Страница 15 из 28
Существует любопытный аудиодокумент эпохи. В декабре 1978 года Георгий Товстоногов ведет режиссерскую лабораторию в БДТ. Его «семинаристы» обсуждают то, что сегодня кажется классикой, – драматургическую новинку, пьесу «Жестокие игры» Алексея Арбузова, поставленную в театре. И ругают ее в один голос. Аргументы такие: новый тип появившейся правдивой, детализированной, болевой драматургии и прозы (сибиряк Вампилов, деревенщики Распутин и Белов) полностью опрокидывает кабинетную драматургию и кабинетное знание Арбузова. Один из режиссеров говорит даже так, довольно дерзко: «Нельзя про Тюмень писать, девять месяцев в году путешествуя за границу». (Арбузов действительно много бывал за границей – на своих премьерах и на симпозиумах, что отражено в его мемуарах.) И Товстоногов, приплюсовывая к Арбузову и пьесы Леонида Зорина, называет феномен «аэропортовским знанием». Когда была создана «Иркутская история», это приблизительное знание удовлетворяло театральную общественность, а в конце 1970-х – уже нет. По этой записи видно, как сменяются, сталкиваясь, художественные эпохи. Как новая, полная документализма, реального знания жизни литература и драма 1970-х сметает былых кумиров.

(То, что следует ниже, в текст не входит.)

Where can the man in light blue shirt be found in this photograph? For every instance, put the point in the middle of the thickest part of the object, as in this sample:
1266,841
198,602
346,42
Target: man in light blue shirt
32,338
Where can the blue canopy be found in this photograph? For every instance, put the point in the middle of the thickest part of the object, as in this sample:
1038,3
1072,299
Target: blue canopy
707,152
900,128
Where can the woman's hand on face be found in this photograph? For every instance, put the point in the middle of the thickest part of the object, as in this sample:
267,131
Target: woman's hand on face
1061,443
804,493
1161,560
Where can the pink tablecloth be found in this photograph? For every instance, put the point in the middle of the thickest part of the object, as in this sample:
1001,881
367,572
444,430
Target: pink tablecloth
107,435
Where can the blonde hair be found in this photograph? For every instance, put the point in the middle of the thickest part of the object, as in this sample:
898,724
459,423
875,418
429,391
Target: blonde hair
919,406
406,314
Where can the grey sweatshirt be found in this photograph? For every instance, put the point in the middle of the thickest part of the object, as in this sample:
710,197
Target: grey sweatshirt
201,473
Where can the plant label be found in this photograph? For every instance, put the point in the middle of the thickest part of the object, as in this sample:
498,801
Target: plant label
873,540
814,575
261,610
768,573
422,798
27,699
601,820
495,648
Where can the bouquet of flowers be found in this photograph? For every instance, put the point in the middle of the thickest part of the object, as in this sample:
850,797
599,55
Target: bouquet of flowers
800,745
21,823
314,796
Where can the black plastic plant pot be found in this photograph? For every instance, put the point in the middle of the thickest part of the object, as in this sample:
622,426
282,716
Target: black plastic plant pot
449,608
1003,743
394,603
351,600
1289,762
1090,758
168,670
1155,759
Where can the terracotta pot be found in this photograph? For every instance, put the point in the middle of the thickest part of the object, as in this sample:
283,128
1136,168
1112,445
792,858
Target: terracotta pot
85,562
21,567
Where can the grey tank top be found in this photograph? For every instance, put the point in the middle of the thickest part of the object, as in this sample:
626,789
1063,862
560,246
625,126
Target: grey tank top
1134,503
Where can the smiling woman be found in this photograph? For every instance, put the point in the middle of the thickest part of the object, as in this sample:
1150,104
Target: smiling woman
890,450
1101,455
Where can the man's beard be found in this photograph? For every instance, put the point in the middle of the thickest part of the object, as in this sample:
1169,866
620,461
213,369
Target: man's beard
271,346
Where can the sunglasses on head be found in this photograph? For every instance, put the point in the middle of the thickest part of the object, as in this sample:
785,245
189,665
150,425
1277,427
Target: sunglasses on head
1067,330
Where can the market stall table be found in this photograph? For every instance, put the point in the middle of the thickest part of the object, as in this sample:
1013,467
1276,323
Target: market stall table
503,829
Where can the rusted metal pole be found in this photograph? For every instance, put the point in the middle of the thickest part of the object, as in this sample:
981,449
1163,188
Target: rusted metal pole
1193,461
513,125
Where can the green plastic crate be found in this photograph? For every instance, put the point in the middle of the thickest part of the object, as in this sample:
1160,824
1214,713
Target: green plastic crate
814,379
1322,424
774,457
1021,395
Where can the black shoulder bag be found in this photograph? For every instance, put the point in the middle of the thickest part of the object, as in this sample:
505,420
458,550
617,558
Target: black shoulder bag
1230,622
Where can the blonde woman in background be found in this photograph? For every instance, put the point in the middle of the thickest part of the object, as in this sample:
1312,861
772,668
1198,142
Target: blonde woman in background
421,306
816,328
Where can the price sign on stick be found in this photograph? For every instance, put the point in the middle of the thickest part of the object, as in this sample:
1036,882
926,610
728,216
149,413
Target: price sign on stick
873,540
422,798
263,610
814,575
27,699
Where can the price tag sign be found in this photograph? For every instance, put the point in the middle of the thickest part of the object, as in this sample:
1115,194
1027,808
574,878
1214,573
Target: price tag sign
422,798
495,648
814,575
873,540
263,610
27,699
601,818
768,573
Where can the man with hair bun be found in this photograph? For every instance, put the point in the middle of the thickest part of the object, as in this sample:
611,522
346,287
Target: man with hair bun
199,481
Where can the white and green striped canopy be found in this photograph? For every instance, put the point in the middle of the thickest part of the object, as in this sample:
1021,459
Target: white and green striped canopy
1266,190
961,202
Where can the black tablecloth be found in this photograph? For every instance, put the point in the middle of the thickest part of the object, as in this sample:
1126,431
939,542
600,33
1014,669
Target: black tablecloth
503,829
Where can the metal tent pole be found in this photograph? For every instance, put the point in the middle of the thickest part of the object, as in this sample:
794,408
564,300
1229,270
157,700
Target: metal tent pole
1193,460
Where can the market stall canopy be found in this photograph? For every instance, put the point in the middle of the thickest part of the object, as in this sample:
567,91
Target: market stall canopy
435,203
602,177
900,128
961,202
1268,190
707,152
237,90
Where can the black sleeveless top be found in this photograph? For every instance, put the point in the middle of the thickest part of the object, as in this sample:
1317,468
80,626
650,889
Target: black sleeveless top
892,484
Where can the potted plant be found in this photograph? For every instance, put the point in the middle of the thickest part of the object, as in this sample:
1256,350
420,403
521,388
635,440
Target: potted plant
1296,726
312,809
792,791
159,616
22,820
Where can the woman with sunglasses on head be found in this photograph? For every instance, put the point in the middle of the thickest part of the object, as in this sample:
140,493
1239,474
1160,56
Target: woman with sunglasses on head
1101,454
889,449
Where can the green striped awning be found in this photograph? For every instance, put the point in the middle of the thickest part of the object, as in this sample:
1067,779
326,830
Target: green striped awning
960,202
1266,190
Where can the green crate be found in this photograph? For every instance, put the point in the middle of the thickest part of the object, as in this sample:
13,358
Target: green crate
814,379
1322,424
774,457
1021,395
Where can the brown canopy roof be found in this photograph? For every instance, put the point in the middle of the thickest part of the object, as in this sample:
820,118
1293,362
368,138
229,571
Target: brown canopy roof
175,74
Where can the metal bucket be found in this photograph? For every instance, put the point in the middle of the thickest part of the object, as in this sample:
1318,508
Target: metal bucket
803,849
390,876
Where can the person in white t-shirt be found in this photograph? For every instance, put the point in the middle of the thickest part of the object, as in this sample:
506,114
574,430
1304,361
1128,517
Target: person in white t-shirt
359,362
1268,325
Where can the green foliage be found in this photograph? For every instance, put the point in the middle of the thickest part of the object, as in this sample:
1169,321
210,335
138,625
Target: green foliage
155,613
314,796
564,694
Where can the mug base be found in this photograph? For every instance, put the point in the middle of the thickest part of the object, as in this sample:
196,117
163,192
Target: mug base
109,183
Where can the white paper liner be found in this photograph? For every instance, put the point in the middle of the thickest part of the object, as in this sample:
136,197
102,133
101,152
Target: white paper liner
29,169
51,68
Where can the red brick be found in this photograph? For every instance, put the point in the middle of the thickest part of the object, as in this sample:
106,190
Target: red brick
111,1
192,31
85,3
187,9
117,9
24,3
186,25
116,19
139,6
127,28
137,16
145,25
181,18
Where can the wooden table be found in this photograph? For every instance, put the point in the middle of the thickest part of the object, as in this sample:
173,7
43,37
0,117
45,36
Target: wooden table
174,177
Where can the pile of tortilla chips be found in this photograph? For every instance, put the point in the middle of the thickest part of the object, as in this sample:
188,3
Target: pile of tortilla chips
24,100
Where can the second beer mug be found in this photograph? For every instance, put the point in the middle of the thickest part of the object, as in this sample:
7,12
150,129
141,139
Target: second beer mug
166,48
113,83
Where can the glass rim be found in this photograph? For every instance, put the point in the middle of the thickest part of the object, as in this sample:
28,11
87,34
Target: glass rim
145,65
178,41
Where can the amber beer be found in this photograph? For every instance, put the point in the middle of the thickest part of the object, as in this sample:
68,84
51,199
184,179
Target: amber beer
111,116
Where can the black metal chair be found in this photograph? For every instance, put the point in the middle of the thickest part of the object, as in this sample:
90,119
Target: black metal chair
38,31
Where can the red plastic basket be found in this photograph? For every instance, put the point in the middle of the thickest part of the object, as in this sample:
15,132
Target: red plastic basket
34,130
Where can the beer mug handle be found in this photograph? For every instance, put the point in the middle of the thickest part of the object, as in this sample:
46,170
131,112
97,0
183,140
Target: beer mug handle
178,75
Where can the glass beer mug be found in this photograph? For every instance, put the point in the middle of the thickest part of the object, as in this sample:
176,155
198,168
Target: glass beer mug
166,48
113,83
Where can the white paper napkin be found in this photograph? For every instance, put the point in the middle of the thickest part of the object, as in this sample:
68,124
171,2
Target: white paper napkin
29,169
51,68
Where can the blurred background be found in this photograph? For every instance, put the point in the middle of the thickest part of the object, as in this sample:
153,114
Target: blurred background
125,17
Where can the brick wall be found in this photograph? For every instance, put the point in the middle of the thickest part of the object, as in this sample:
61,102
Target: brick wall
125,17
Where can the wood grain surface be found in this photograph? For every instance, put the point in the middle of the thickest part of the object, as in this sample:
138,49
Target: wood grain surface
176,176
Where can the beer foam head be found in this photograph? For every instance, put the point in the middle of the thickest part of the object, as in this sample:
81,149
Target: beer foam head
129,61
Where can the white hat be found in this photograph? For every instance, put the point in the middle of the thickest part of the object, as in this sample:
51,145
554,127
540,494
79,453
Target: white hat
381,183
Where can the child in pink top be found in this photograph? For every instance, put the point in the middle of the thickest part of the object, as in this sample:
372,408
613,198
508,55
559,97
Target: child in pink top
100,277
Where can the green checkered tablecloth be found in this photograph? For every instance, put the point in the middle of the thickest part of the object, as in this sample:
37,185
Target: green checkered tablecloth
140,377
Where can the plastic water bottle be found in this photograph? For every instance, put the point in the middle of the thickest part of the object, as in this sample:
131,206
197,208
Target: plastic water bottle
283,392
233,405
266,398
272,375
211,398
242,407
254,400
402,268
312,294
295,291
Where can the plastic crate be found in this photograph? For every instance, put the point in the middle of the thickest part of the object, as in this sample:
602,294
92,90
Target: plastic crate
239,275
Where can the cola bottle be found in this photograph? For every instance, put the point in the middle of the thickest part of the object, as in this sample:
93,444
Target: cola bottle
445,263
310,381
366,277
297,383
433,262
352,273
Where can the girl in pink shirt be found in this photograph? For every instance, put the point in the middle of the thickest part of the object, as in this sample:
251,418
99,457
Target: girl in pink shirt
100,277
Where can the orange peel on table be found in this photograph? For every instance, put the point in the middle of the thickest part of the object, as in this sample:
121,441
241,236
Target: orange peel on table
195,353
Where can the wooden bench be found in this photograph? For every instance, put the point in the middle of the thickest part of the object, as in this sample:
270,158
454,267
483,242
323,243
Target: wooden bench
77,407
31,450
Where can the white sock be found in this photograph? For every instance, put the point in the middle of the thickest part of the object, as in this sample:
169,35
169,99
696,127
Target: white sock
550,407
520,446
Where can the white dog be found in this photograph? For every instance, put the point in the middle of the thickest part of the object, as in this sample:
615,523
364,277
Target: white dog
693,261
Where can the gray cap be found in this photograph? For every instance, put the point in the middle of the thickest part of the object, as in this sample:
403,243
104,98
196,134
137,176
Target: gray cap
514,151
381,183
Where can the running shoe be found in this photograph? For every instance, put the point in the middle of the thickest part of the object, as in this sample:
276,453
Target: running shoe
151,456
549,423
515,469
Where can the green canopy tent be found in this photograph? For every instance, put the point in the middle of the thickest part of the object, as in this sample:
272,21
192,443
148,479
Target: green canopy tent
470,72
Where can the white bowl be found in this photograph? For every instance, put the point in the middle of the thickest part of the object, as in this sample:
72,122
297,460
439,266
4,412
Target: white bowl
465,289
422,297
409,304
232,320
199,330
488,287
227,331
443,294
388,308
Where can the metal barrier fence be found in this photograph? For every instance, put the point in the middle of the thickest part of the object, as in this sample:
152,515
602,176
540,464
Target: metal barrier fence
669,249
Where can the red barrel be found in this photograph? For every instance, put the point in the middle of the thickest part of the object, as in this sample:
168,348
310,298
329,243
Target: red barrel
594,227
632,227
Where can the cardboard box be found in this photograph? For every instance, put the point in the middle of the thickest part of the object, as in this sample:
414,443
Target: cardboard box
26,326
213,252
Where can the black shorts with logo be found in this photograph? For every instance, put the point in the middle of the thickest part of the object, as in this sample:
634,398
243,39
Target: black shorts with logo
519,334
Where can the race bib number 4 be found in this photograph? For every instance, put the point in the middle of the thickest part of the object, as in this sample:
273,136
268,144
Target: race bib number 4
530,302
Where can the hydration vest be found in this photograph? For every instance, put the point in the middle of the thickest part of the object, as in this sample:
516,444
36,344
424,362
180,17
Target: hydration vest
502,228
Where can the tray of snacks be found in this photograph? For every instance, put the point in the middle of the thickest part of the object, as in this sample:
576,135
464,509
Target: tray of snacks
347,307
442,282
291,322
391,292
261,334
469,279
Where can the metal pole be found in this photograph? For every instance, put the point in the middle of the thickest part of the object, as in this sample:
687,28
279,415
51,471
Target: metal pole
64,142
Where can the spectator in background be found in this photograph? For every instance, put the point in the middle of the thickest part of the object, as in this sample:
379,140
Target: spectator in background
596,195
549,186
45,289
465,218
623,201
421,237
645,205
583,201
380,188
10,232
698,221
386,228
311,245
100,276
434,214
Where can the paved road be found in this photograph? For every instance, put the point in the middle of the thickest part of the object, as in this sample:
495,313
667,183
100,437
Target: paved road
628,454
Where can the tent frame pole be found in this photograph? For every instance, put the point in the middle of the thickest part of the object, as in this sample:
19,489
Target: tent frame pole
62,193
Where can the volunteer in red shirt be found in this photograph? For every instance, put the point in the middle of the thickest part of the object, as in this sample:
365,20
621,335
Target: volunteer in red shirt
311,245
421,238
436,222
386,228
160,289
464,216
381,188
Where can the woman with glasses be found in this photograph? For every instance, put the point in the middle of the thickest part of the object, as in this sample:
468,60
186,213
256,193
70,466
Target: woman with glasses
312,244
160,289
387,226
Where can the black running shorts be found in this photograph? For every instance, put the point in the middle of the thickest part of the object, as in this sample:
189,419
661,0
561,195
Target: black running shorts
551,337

Но современная театральная реальность доказывает, что кумиры возвращаются уже в другом качестве. Возвращаются и «Жестокие игры». И это прекрасно. Вопрос в том, как оценивают текст в разное время, как он разворачивается к нам разными гранями.
Александр Володин. «Меня с земного шара не спихнешь»
Можно долго и небеспочвенно спорить на тему, кто более советизирован как драматург – Арбузов или Розов, но бесспорно одно: оба они изображали людей советской эпохи, советский характер, советские проблемы. В драматургии Александра Володина мы видим не то чтобы автора другой формации, другой традиции – нет, он точно так же неотделим от эпохи, врос в нее и языком, и типом конфликта. Но это совершенно иной способ личностного существования в литературе. Била партийная критика Володина больше других драматургов, и благами в советской театральной среде он не пользовался. Антисоветчиком, конечно, не был, диссидентом тоже, но каким-то чудом он мог существовать как писатель с явно параллельным системе образом мышления, с несоветскими сюжетами, с несоветской нравственной парадигмой. Иной, потусторонний, неучаствующий или, как он сам себя называл и в шутку, и всерьез, «нетрезвый». Это в эпоху, которая законодательно требовала трезвости, когда трезвость была гарантом жизнеспособности. А тут принципиальная, оппозиционная нетрезвость. Именно эта литературная позиция обеспечила Володину уже в наше время право быть этическим камертоном театрального мира, нравственным гарантом. В «Записках нетрезвого человека» Володин рассказал, как в конце 1930-х он, сирота, повесил над своей кроватью портрет артиста Качалова в одной из ролей, за что был исключен из пионеров. «Мы таких расстреливали в девятнадцатом году», – сказал ему один из школьных начальников. На этом примере видно, каким был «параллельный человек» Александр Володин.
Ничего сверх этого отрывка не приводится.